From Pablo Lafuente’s presentation, his proposal of ruin as a strategy interested me; it was an idea that was also taken up, from the point of view of artistic projects, by Coco Fusco. This contingent dimension of activation and utilization of what surrounds us, just as it is, relates to a form of production and resistance common to Latin America, As does Nicolás Testoni’s proposal for the collective making and more of objects.
Luis Camnitzer critiqued the museum and its centrifugal mechanisms, proposing an institutional shift in which art and education explore the unknown without caving into the demands of ingenuity, efficiency, and training, to occupy the territory of the word and explore the impossible, the useless, as knowledge workers.
The presentations by Daina Leyton and her call for accessibility, leisure, and free time; Marie Hélène Pereira and the discussion of records as proof of the survival of spectres and ancestors in the shaping of a history of art; and the policy of care proposed by teresa cisneros all underscored the discussion regarding the work that continues to occupy us and remains pending.
In that sense, Ana Gallardo presented the extractivist system of art based on her experience at the school of learning for ageing, where teachers redefine their role of women who are masters of their own memory, in order to consider the power of artistic practices on a reduced scale.
Marian Pastor Roces and Luma Hamdan expanded on territorial aspects and on exploring projects focused on the reconstruction of memory through the senses and the redistribution of colonial legacies.
In this regard, María Belén Correa and Sidhi Vhisatya addressed themes such as survival through images, and archiving and safeguarding as alternatives to forgetting and as a means of enduring.
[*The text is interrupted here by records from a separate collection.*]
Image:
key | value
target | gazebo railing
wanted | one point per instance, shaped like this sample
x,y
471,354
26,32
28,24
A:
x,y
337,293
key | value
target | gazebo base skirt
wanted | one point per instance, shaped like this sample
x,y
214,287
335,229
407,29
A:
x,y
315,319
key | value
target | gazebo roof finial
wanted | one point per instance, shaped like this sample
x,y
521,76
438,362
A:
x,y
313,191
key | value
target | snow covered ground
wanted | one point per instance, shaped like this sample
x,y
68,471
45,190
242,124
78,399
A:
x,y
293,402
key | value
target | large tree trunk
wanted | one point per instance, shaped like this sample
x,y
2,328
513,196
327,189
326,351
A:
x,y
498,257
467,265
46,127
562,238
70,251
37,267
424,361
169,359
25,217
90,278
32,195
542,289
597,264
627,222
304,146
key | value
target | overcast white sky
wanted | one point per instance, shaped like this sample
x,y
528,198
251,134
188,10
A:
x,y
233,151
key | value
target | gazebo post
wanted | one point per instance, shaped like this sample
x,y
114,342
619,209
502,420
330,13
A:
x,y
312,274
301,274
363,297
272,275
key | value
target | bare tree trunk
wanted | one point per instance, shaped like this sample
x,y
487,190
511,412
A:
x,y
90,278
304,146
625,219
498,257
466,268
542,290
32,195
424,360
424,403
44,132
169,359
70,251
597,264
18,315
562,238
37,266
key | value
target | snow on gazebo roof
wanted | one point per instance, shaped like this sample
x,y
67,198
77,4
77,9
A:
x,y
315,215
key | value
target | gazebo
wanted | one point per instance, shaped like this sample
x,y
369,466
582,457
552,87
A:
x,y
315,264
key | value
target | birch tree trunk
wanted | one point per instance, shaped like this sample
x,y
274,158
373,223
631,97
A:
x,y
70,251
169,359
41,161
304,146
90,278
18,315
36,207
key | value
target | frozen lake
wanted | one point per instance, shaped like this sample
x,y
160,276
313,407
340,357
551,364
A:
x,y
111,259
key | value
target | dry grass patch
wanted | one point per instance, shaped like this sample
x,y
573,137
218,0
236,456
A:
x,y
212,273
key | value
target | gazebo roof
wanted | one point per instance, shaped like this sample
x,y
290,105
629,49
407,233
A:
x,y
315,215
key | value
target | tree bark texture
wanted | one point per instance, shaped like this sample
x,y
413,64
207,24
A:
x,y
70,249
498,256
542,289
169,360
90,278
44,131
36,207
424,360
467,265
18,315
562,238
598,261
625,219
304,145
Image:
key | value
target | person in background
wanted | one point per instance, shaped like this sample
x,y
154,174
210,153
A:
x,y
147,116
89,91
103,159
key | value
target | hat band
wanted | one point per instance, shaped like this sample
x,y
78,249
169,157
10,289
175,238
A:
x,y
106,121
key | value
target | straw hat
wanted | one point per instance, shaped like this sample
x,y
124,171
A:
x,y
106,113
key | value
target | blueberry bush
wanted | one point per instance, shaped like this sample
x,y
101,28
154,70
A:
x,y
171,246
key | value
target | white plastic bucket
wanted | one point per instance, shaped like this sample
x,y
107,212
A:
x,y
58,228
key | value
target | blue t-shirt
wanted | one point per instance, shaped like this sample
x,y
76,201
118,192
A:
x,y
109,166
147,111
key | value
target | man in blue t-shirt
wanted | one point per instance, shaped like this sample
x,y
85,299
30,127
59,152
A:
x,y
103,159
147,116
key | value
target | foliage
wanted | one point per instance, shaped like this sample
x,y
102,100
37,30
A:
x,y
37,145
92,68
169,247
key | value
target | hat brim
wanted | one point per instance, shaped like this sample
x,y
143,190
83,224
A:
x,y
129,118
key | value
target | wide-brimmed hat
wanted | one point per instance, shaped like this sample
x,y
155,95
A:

Lastly, Claudia Zaldívar focused on community ties and institutional implications, in a discussion of her experiences at the Museo de la Solidaridad Salvador Allende in Santiago, Chile, and its work with neighbors of the museum.
It was also a pleasure to meet and talk with colleagues working in different parts of the world, tackling different realities and implementing common and specific strategies and mechanisms. These meetings led to invitations and proposals for future collaborations and exchanges.
Lastly, I would like to note my appreciation for the reception, warm welcome, and care extended to those of us who benefited from the travel grants. All of the institutions involved, and the Museo Moderno of the City of Buenos Aires and ArtHaus in particular, ensured we had a very friendly and enjoyable experience.
Bio
Bruno Juliano (BA in Arts and PhD in Humanities, Art History) is a professor of Contemporary Art History at the Faculty of Arts of the National University of Tucumán. Artist and researcher, he works with the memory of images and contemporary art in Tucumán, a province located in northwestern Argentina, a region from where he develops artistic, curatorial, editorial and management projects.
Director of the research project "Between the atlas and the archive. Individual and collective memories of the images produced by artistic practices in Tucumán" (SCAIT-UNT).
Secretary of Extension and co-director of the Specialization in Art History of Tucumán (FAUNT).
He was part of the Artists Program of the Universidad Torcuato Di Tella (2022-2023) and INTER (training and dialogues plan for artists), organized by FACT, Foundation for Contemporary Art of Tucumán (2019-2021).
She obtained scholarships for research initiation, doctoral and doctoral completion (SCAIT-UNT), and as an artist, the Grant of the National Fund for the Arts of Argentina (2017) and other grants to group projects.